Calculate the natural period of the swinging motion of a human leg. Treat the leg as a rigid physical pendulum with an axis at the hip joint. Pretend that the mass distribution of the leg can be approximated as two rods joined rigidly end to end. The upper rod (thigh) has a mass of 6.8 kg and a length of 43 cm; the lower rod (shin plus foot) has a mass of 4.1 kg and a length of 46 cm.

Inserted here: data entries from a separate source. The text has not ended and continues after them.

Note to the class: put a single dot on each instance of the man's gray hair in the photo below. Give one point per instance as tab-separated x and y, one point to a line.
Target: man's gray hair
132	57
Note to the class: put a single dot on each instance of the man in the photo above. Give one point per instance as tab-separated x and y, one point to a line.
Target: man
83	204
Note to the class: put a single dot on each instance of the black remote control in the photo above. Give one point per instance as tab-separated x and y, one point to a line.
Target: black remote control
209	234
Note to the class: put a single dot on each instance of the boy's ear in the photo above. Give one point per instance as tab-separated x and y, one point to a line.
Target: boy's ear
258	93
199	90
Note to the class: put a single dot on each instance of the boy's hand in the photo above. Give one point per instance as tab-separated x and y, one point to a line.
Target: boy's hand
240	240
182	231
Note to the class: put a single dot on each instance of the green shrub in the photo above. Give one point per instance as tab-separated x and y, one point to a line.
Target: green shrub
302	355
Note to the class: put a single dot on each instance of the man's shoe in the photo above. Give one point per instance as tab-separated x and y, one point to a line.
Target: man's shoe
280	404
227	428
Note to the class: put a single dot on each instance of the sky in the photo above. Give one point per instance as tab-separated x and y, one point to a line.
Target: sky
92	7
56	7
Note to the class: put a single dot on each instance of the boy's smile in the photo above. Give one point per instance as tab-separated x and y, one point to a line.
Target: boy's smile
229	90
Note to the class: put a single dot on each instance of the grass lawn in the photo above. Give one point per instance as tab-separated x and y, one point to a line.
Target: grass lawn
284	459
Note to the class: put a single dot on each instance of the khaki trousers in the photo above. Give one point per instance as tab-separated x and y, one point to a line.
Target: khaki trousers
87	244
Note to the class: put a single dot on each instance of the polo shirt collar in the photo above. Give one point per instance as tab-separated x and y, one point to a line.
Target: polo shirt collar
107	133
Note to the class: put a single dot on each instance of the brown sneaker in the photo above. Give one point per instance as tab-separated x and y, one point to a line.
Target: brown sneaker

let's start finding the center of mass:
$$CM = \frac{6.8*0.215+4.1*0.66}{10.9} =0.38$$
Now let's find the moment of inertia of the object: $$I = I_1 +I_2 $$ the moment of inertia of the two cylinders: note($L_t = L_1+L_2$ ): $$ I_1 = \frac{1}{3}M_1L_1^2$$ $$I_2 = \frac{1}{3}M_2(\frac{L_2}{2})^2 + M(L_t)^2$$
$$I = 1.28$$
now let's find the Period from SHO ($sin\theta = \theta)$ small angle aproximation: $$\tau = I\alpha = (CM)MGsin\theta$$ $$T = 2\pi \sqrt{\frac{I}{(CM)MG}} = 1.1$$
which is not the desired answer, what did I get wrong?

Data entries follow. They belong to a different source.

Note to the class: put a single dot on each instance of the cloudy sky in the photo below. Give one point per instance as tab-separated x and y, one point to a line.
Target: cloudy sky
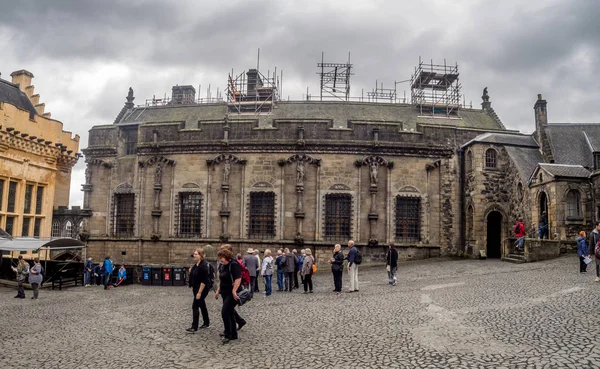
86	54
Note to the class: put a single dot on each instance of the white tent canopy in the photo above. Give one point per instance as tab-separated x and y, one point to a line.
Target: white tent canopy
32	244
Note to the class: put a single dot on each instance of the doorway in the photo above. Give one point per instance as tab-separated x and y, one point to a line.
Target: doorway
494	235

I think you calculated the moment of inertia wrong for the shin-plus-foot incorrectly. The formula for the parallel axis theorem is $I_{new} = I_{cm} + md^2$ where $m$ is the mass of the object and $d$ is the distance from the axis about the center of mass to the new axis. In our case, the new axis is the pivot about the hip, so when we apply the parallel axis theorem we get that $I_{2} = \frac{1}{12} M_2 L_2 ^2 + M_2 (L_2/2 + L_1)^2$, giving us a moment of inertia of $1.858 \ kg\cdot m^2$. Note that $(L_2/2 + L_1)$ is the distance from the center of mass of the foot-plus-shin to the hip pivot. Using this value, you should get an answer of 1.5 seconds.